Ms. Phillipson testified that in addition to the rigors of a Ph.D. program, she planned to take on a part-time teaching assistantship and a part-time job to support herself (R-685). Ms. Phillipson is not sure how she will survive financially after just her first year in California (R-684). She does not have any family in California or other support that would be able to help her care for Domenic (R-689), though she is from a wealthy Japanese family who can provide abundant financial support. (R-456-7) Her strong financial position explains her choice to move though her general job prospects in California are not certain (R-183). Further, the job prospects that could be ascertained with a minimum amount of definiteness proved not to be in her chosen Ph.D. program (R-184), and were scattered about the United States (R-185).
It is uncontradicted that Domenic has a loving and close relationship with his father, as noted by Judge Bersani in his order dated December 9, 1997. Mr. Murtari has exercised his visitation rights with unwavering regularity. Mr. Murtari took the loving step of adjusting his work schedule to match the court ordered visitation schedule so that he could give Domenic his full attention and maximize their time together (R-518). Mr. Murtari’s dedication to his son has fostered a loving and happy relationship. Mr. Murtari and his son, Domenic, adore each other and have a healthy and nurturing close father and son relationship. Cheryl Kwiek and Amy Murtari, his cousins, testified to the closeness and intimacy in the father-son relationship (R-385,414). Mr. Murtari’s past and present employees [the business started out of Mr. Murtari’s home] also testified to their observation that Mr. Murtari adores Domenic and how happy they are together (R-444). The bond between them is strong, so strong that Domenic refused to eat in day care when Mr. Murtari was prevented from seeing him (R-120). This persisted for about two years (R-120).

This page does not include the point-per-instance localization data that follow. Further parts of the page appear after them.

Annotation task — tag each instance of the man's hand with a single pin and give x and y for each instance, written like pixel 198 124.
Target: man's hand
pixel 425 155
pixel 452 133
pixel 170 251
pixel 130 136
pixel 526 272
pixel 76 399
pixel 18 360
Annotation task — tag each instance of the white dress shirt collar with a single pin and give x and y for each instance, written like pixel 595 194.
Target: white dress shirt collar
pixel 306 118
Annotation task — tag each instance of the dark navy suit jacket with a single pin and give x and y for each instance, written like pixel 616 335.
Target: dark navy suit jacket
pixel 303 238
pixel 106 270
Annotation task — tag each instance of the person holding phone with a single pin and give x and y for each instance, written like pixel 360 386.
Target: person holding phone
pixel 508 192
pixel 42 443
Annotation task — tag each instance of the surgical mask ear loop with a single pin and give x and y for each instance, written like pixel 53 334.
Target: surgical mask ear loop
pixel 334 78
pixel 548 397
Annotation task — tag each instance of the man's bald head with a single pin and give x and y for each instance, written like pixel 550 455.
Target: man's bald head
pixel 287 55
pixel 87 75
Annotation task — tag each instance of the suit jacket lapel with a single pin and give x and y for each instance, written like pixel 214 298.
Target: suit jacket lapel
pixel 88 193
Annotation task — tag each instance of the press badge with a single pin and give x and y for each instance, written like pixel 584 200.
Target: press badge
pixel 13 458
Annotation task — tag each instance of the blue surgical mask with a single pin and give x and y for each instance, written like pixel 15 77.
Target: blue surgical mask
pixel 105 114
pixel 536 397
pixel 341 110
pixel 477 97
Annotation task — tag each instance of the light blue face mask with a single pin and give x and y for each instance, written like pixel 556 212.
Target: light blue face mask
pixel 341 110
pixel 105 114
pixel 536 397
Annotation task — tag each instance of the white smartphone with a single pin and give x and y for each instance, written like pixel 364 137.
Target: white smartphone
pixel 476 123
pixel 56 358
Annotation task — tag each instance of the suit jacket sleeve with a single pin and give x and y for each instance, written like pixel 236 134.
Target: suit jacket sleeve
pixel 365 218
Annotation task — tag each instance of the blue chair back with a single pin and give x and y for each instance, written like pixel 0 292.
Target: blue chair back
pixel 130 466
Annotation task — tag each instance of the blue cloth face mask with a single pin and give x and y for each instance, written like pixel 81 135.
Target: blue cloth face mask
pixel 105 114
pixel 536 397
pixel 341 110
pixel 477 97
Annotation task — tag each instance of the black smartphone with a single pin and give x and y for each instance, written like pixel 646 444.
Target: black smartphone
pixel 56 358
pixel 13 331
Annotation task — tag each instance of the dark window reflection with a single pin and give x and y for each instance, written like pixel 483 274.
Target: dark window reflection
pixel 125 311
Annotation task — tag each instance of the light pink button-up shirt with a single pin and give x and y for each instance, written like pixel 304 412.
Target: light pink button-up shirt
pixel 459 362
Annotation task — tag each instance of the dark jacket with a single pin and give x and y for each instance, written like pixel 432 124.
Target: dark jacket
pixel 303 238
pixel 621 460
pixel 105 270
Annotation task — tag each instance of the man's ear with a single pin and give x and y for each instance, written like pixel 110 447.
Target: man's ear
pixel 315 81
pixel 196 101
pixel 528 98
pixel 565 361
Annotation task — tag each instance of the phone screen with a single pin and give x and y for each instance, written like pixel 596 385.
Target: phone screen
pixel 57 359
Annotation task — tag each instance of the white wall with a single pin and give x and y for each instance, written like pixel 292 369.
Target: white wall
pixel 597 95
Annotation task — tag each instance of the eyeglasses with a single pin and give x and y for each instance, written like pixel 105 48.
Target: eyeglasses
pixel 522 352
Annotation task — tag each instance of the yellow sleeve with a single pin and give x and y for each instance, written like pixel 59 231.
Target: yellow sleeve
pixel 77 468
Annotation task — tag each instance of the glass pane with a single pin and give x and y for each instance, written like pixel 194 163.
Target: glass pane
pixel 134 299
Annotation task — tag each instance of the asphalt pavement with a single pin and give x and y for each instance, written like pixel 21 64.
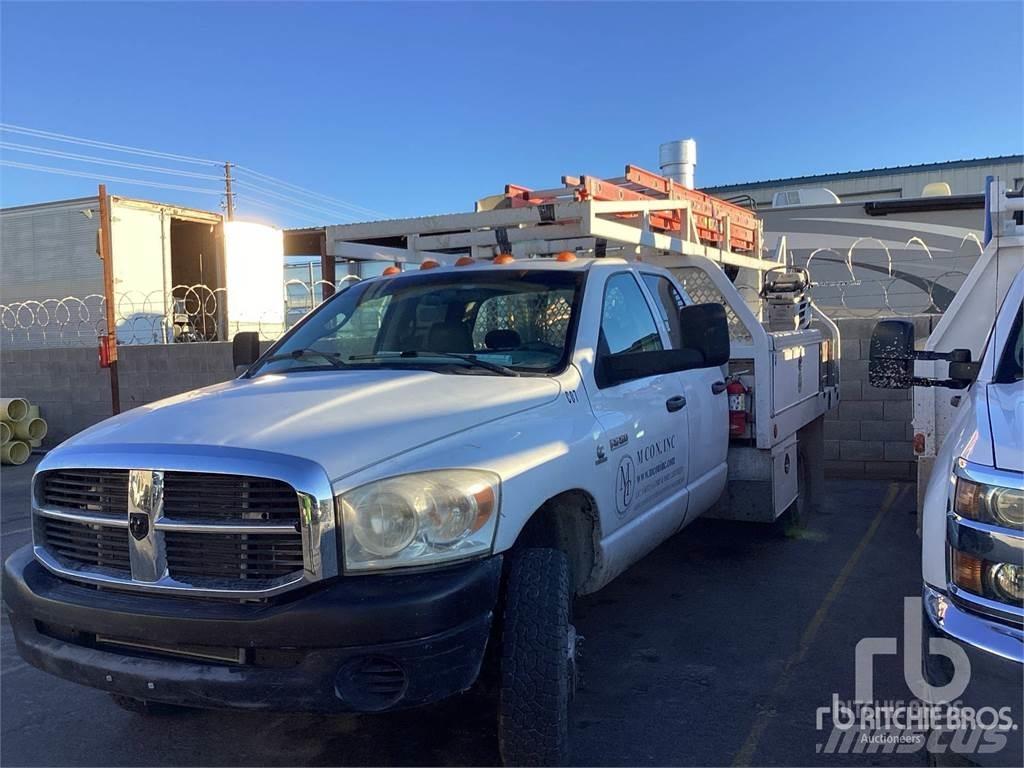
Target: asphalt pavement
pixel 716 649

Beyond his relationship with his father, Domenic has a close relationship with his extended paternal family. He had extensive contact with his paternal grandmother, whom he saw as often as twice a week (R-391). He also had a relationship with his cousins, whom he saw about once a month, as well as at holidays and vacations (R-394). Additionally, when Domenic starts first grade in the fall, he could have started with his cousins (R-552).
Witnesses for Petitioner
Petitioner called one other witness:
Dr. Kenneth Reagles, a specialist in vocational rehabilitation, who had been hired for purposes of the trial.
Witnesses for Respondent
Respondent called five other witnesses:
I. Mrs. Amy Murtari (Married to cousin, with children Domenic’s age.)
II. Mrs. Cheryl Kwiek (Cousin, with children Domenic’s age.)

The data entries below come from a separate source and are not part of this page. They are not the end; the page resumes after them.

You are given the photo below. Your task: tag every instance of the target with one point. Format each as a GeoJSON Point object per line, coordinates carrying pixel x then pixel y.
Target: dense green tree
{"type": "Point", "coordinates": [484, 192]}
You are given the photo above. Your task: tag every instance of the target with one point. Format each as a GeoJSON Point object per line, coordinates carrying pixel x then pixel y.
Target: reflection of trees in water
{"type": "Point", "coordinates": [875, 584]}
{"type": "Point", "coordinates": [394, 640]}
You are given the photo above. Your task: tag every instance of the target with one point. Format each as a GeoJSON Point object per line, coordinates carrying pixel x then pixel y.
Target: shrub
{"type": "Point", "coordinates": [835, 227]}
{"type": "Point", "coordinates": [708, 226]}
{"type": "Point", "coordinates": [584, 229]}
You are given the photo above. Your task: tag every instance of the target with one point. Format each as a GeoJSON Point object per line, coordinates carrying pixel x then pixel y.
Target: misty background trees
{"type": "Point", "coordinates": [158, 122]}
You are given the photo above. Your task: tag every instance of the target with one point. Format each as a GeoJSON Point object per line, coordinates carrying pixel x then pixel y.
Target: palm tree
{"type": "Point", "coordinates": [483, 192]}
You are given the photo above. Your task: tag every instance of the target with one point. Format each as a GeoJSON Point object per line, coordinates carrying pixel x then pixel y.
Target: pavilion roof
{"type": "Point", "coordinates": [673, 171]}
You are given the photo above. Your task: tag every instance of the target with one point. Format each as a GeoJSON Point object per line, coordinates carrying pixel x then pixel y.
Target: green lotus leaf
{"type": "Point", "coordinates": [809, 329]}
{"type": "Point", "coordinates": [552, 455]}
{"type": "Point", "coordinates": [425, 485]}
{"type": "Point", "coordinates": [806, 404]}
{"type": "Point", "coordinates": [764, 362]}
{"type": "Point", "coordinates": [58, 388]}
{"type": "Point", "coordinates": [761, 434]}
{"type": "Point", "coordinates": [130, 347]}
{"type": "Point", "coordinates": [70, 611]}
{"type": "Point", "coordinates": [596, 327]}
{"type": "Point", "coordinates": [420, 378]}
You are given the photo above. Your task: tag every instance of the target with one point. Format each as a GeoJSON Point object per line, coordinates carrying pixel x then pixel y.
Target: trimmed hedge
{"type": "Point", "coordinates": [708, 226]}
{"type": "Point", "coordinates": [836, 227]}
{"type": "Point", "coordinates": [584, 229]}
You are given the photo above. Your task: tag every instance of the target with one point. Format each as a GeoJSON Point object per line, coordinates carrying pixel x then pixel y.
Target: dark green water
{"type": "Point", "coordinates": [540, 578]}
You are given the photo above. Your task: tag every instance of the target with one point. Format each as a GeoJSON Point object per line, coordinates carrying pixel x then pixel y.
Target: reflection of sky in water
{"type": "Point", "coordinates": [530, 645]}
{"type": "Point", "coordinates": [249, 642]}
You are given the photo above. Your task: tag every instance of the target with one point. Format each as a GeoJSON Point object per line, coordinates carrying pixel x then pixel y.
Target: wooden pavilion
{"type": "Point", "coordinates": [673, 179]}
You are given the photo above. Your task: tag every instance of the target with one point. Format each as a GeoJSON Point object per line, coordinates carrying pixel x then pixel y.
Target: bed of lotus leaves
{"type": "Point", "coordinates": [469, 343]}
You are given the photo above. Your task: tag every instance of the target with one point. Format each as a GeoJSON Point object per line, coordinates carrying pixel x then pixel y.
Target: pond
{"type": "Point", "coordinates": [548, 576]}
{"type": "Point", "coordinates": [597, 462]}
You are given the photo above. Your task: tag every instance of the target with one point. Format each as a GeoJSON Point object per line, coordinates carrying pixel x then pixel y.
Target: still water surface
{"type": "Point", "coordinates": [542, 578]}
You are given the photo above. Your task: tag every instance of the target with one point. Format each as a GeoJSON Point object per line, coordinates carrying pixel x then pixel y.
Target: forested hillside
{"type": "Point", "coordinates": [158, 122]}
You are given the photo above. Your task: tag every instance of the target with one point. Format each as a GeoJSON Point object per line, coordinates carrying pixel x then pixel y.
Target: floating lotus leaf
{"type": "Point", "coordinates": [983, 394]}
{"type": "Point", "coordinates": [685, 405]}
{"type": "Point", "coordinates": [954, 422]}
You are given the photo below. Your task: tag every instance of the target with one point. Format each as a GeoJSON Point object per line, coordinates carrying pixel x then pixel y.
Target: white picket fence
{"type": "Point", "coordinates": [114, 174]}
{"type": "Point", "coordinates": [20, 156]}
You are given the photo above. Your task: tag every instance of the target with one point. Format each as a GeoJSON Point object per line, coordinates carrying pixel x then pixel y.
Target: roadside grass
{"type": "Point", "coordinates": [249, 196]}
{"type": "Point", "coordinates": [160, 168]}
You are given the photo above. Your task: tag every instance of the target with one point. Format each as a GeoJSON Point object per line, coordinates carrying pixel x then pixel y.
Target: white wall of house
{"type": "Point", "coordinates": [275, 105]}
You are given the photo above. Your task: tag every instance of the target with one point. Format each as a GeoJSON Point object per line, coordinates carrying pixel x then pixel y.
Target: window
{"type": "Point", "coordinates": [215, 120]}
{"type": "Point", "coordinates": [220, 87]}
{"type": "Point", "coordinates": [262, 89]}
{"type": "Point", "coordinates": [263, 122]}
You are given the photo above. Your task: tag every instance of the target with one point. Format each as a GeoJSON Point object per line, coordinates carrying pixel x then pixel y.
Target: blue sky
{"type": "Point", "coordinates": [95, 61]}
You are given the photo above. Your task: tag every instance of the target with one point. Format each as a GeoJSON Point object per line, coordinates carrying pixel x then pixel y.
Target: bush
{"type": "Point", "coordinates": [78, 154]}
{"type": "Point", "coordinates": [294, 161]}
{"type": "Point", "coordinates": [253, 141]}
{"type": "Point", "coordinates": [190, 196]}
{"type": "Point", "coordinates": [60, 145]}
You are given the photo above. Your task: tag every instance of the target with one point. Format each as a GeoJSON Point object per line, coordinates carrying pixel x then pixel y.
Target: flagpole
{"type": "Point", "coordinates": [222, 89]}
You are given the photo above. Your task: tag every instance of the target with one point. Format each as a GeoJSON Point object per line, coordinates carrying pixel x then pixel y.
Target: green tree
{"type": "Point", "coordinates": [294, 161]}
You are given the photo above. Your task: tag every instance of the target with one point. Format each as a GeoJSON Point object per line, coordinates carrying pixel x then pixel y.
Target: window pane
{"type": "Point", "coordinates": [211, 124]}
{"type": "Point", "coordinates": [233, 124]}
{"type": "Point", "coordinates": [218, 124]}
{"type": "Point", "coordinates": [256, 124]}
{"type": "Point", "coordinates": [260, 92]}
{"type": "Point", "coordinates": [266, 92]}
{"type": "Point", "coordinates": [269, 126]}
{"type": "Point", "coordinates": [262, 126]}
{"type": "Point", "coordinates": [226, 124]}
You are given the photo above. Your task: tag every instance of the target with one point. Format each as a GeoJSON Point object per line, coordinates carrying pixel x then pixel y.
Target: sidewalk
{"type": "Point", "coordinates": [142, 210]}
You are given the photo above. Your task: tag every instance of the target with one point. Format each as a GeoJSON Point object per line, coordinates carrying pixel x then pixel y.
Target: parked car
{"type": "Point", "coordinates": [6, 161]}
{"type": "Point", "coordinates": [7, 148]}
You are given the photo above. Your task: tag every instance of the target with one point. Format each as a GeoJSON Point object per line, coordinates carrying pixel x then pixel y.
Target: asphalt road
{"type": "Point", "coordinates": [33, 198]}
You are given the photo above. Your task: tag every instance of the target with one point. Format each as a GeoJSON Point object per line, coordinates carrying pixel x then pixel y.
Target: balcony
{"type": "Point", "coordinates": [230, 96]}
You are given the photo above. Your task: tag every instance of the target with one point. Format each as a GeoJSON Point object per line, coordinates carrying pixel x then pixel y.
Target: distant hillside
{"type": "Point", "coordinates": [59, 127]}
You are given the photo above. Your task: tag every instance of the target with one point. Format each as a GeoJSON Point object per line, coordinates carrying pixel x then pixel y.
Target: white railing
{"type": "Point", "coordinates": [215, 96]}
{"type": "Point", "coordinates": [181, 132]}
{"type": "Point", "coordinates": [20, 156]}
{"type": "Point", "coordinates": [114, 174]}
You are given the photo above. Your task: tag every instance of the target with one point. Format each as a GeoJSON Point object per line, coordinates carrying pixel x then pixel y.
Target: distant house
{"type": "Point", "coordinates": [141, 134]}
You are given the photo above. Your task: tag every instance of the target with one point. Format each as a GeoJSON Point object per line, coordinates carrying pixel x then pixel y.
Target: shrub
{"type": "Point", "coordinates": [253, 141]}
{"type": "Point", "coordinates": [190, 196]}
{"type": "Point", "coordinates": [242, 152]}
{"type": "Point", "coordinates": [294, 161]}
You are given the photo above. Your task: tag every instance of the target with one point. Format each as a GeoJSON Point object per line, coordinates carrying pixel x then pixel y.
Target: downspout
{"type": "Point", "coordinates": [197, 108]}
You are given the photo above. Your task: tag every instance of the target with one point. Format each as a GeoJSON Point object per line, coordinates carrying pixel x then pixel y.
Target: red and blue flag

III. Mr. Walt Jaworsky (Worked with Respondent at his home business).
IV. Mr. George Law (Worked with Respondent at his business).
V. Mrs. Caterina Murtari (Mother of Respondent/Domenic’s Grandmother).
Judge Bersani erred in allowing Petitioner to take Domenic Murtari to Graduate School in San Diego California. Judge Bersani failed to balance the interests of the parents, and most importantly, his decision is not in the best interest of the child.
The parent seeking to relocate with child over the objection of other parent bears the burden of establishing by a preponderance of the evidence that proposed move would be in the child’s best interest. Tropea v. Tropea, 87 N.Y.2d 727, 741, 642 N.Y.S.2d 575,581-82, 665 N.E.2d 145, 151-52 (Ct. Of Appeals 1996). There was little evidence that this move would be in Domenic’s best interest, only that after Ms. Phillipson finished her dissertation in 4 to 5 years, if she was accepted into the Ph.D. program, she would be able to support herself and Domenic.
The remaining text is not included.